Anne Howard: Our Mother Hen God: Lent and Luke 13

It's Oscar Sunday coming up this week, and Luke could get a nod for Best Original Screenplay: he moves the Jesus story forward in a relentless march to Jerusalem and the cross. He's got a story with some great metaphors about foxes and chickens, and it's all colored with an undertone of danger to come. But there's more to the story in Luke 13 than high drama.

We hear danger ring in the Pharisees' warning to Jesus: "Get away from here, for Herod wants to kill you." Discretion, they seem to hint, is the better part of valor. You don't want to end up like John with your head on a platter. But Jesus, like his cousin John the baptizer, is not one for discretion.

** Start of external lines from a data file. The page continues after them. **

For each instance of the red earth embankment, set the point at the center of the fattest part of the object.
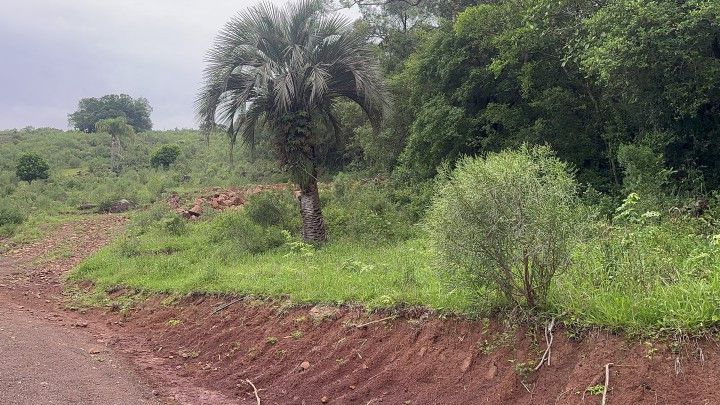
(316, 355)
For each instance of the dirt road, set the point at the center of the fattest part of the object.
(47, 356)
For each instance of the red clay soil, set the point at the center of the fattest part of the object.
(191, 352)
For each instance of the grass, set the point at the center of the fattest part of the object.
(654, 279)
(383, 276)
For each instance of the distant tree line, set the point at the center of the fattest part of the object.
(92, 110)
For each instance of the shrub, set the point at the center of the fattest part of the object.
(236, 229)
(507, 222)
(32, 167)
(165, 156)
(364, 210)
(274, 208)
(10, 216)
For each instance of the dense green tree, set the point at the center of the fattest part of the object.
(283, 70)
(583, 76)
(91, 110)
(32, 167)
(164, 156)
(116, 128)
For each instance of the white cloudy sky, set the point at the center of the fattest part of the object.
(55, 52)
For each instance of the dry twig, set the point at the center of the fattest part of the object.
(607, 382)
(223, 306)
(548, 340)
(375, 321)
(255, 390)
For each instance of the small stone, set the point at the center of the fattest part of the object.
(466, 364)
(492, 371)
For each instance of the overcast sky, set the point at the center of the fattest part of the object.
(55, 52)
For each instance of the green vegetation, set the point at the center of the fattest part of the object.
(291, 66)
(164, 156)
(453, 200)
(93, 110)
(32, 167)
(508, 221)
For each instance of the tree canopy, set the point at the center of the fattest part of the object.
(284, 71)
(585, 77)
(32, 167)
(91, 110)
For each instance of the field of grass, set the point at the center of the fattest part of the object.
(638, 279)
(644, 276)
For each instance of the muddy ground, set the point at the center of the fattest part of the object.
(196, 350)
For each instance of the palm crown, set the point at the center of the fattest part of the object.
(280, 69)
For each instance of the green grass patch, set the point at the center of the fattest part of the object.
(380, 276)
(639, 279)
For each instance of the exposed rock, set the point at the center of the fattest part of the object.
(122, 206)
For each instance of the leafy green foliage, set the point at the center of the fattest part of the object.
(584, 77)
(240, 234)
(92, 110)
(32, 167)
(508, 221)
(9, 217)
(363, 210)
(273, 208)
(164, 156)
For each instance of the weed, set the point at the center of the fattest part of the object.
(595, 389)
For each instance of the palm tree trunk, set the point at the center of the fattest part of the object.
(115, 154)
(314, 229)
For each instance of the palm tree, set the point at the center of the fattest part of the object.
(282, 70)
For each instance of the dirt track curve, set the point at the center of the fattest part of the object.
(48, 357)
(189, 352)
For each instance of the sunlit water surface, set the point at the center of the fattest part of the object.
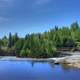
(29, 70)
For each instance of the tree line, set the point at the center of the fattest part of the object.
(43, 45)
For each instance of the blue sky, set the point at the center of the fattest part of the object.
(32, 16)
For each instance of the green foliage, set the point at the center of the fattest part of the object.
(45, 44)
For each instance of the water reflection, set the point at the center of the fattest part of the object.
(36, 70)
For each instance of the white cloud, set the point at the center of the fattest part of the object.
(42, 2)
(3, 19)
(5, 3)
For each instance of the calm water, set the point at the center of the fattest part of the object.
(28, 70)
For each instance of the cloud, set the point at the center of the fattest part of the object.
(5, 3)
(3, 19)
(42, 2)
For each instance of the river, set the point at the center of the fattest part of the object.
(30, 70)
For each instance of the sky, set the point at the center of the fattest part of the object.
(33, 16)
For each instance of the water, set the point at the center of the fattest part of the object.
(29, 70)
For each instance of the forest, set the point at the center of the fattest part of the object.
(42, 45)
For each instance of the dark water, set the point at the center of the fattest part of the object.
(28, 70)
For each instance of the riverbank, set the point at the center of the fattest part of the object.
(72, 60)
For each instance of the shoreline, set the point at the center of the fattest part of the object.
(71, 61)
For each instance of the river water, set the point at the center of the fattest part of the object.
(30, 70)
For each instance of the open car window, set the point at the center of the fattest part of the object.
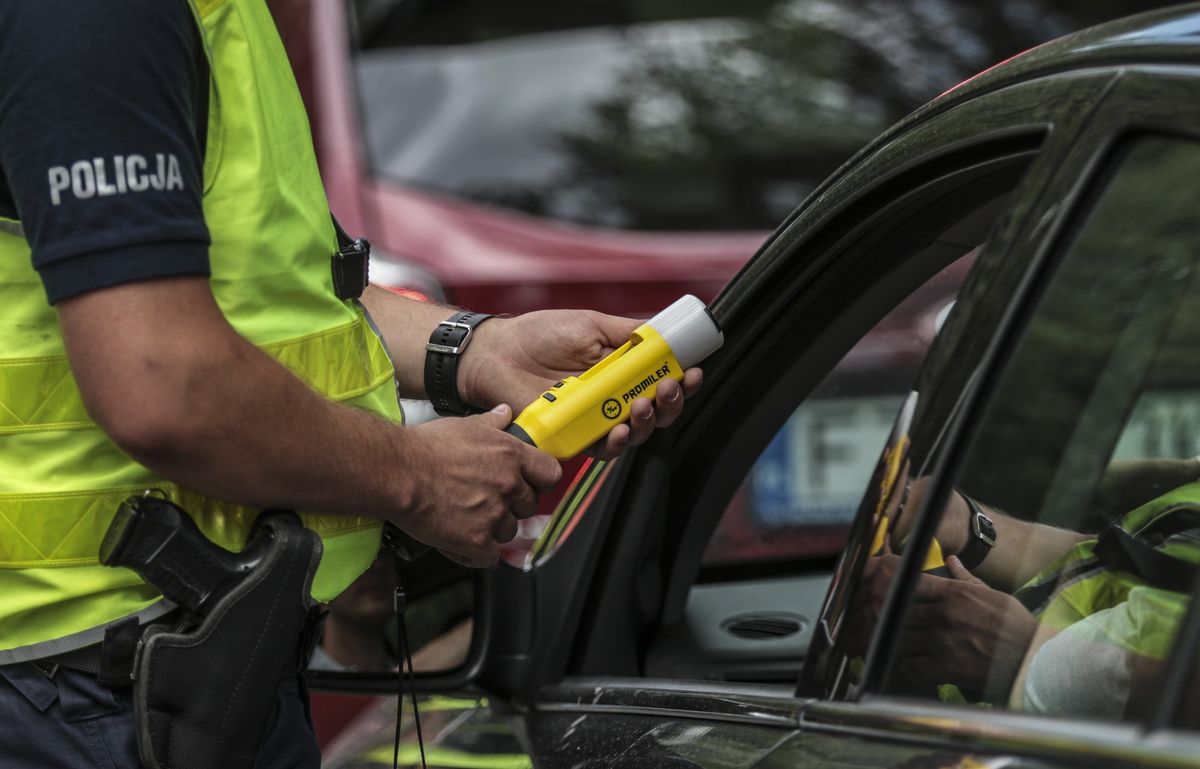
(1067, 545)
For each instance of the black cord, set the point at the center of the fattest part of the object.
(397, 610)
(412, 684)
(399, 604)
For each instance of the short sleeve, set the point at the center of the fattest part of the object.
(100, 157)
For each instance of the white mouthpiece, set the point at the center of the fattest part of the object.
(689, 329)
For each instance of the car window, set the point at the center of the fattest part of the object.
(1066, 548)
(801, 496)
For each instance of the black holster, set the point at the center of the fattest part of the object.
(204, 688)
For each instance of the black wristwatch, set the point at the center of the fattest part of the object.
(981, 538)
(442, 355)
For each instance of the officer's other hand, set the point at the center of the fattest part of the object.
(479, 480)
(516, 359)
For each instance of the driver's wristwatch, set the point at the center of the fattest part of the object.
(981, 535)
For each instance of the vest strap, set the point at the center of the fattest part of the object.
(351, 264)
(1116, 548)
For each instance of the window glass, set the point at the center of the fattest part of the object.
(801, 494)
(1084, 469)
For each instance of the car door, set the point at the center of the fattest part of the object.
(613, 641)
(1078, 414)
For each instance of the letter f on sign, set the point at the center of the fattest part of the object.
(60, 179)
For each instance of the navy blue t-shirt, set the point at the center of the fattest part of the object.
(100, 157)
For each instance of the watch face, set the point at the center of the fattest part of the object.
(984, 529)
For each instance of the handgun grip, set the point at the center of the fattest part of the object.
(161, 542)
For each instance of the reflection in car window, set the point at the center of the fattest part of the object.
(645, 114)
(802, 492)
(1085, 472)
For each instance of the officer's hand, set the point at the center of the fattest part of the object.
(513, 360)
(475, 482)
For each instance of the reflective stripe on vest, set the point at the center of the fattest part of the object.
(60, 478)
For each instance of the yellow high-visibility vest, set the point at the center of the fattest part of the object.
(61, 478)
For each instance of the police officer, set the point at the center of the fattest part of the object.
(168, 320)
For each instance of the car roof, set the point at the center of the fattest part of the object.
(1164, 36)
(1167, 36)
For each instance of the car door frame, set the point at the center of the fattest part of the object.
(1128, 108)
(622, 527)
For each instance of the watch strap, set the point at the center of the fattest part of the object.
(442, 355)
(981, 534)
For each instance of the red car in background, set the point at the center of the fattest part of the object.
(519, 155)
(399, 133)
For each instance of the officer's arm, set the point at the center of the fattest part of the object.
(171, 382)
(511, 360)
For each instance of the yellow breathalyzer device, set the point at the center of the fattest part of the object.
(580, 410)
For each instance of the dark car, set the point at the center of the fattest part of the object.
(1062, 394)
(615, 155)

Jesus knows that his challenge to the authorities, his insistence that God was available outside the structures of religion and the policies of Rome, could get him into serious trouble. So we see here in this odd exchange another passion prediction, the fourth one in Luke's gospel. This is another reminder of the radical nature of Jesus' ministry, and a clue about his impending death. Jesus was not executed by the authorities because he gathered crowds of people for hillside picnics and told nice stories.

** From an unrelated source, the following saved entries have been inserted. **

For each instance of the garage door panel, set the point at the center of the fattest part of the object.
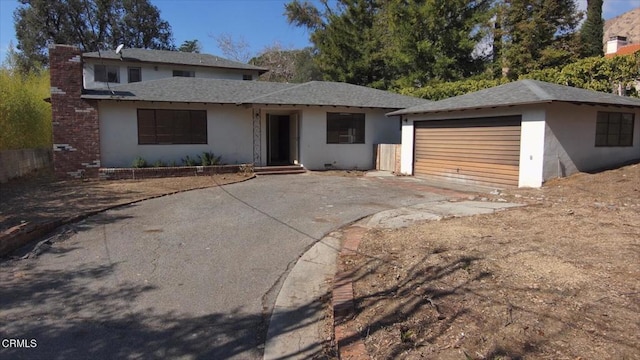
(471, 130)
(482, 151)
(469, 175)
(499, 149)
(478, 158)
(479, 166)
(457, 151)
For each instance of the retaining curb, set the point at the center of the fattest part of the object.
(18, 236)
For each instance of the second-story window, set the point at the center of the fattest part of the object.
(184, 73)
(106, 73)
(135, 74)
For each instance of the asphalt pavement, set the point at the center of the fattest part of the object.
(188, 276)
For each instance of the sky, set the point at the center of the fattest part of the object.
(260, 23)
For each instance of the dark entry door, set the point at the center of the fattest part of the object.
(279, 149)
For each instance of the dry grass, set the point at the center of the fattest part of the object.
(558, 279)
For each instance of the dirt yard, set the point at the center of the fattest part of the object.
(558, 279)
(39, 198)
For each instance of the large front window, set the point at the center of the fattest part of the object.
(345, 128)
(172, 126)
(614, 129)
(106, 73)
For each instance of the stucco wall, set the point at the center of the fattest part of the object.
(570, 135)
(155, 72)
(229, 130)
(315, 152)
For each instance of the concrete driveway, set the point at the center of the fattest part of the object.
(189, 276)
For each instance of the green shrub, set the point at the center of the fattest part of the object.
(25, 118)
(209, 158)
(139, 162)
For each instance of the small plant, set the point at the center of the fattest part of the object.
(208, 158)
(189, 161)
(246, 169)
(139, 162)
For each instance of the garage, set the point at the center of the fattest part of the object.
(482, 151)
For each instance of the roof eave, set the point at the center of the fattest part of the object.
(403, 112)
(260, 70)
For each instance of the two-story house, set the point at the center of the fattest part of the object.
(111, 107)
(135, 65)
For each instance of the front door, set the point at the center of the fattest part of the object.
(279, 131)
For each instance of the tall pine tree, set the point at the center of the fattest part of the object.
(592, 31)
(536, 34)
(384, 43)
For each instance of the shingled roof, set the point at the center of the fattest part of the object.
(520, 93)
(172, 57)
(218, 91)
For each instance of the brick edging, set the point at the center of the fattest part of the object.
(18, 236)
(350, 344)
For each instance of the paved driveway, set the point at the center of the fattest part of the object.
(193, 275)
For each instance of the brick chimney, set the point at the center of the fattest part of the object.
(76, 133)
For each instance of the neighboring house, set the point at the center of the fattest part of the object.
(618, 46)
(167, 117)
(519, 134)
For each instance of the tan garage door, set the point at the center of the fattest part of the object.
(482, 151)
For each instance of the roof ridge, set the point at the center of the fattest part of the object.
(535, 88)
(293, 86)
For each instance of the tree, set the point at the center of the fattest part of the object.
(592, 30)
(436, 41)
(394, 42)
(287, 65)
(537, 34)
(89, 24)
(236, 49)
(348, 41)
(192, 46)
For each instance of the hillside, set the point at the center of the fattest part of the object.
(627, 24)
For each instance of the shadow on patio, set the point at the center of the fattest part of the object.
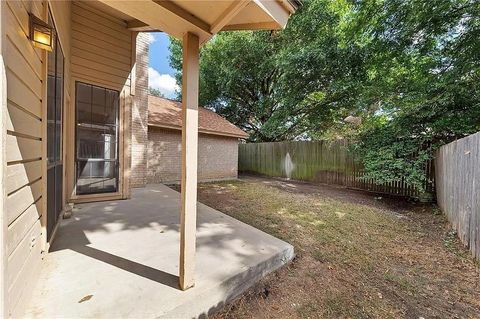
(120, 259)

Jesus is not very nice here at all. He calls King Herod a fox, and then he turns the tables, as he so often does, and presents an image of a mother hen.

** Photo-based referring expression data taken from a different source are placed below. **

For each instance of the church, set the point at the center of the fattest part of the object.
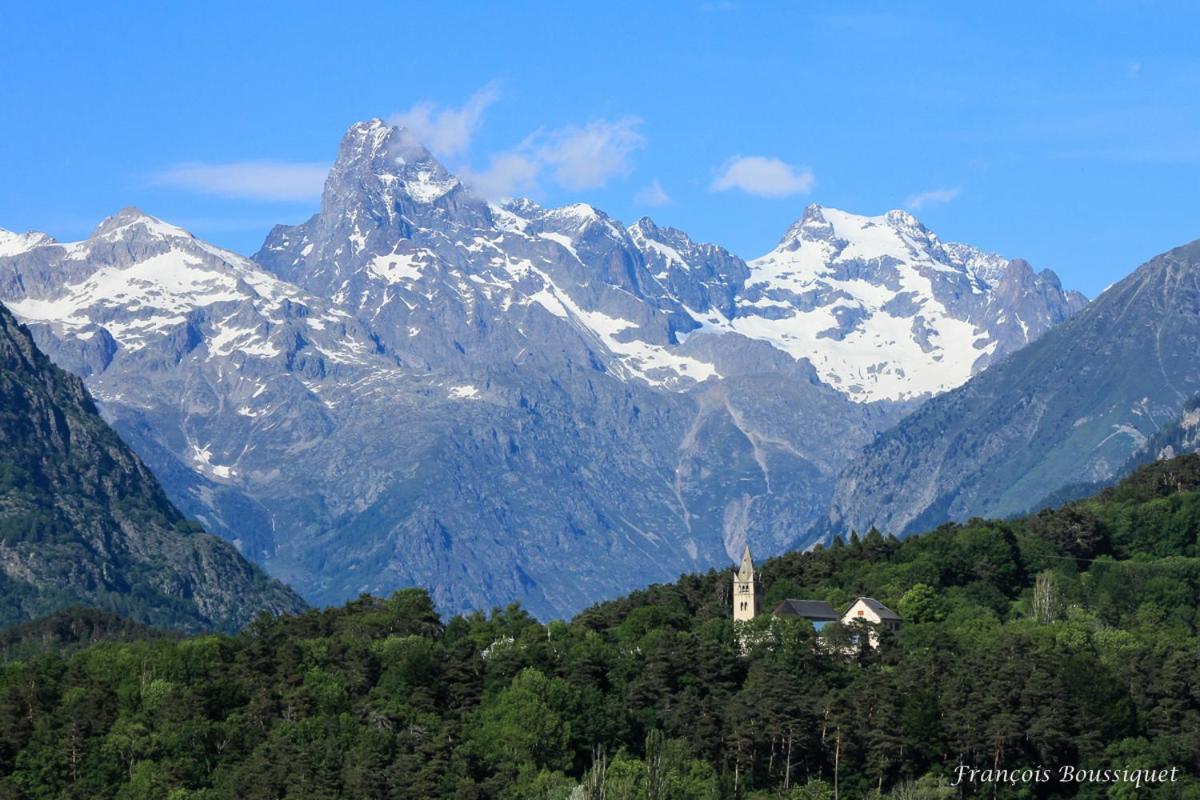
(748, 601)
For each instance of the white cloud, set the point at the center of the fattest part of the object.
(588, 156)
(508, 175)
(652, 194)
(579, 157)
(448, 131)
(257, 180)
(933, 197)
(765, 176)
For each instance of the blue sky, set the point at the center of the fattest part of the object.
(1063, 133)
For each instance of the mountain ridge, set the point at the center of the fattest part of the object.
(83, 521)
(421, 388)
(1053, 414)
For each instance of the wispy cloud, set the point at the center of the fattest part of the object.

In doing so, he recalls passages from Isaiah and Jeremiah and I Kings and Deuteronomy and Ezekiel and the Psalms about God as a mother, and God as a protective bird. His listeners might imagine God as mother, protective mother, the lioness, strong, sure, steady, or an eagle swooping, soaring, the picture of grace and splendor. This is Jesus as wisdom teacher, teacher of the new alternative wisdom.

Picture this, Jesus says, imagine God as a mother hen. Fluffy chicks nestled underneath a quiet protective wing come to mind, safe, sweet, protected from evil.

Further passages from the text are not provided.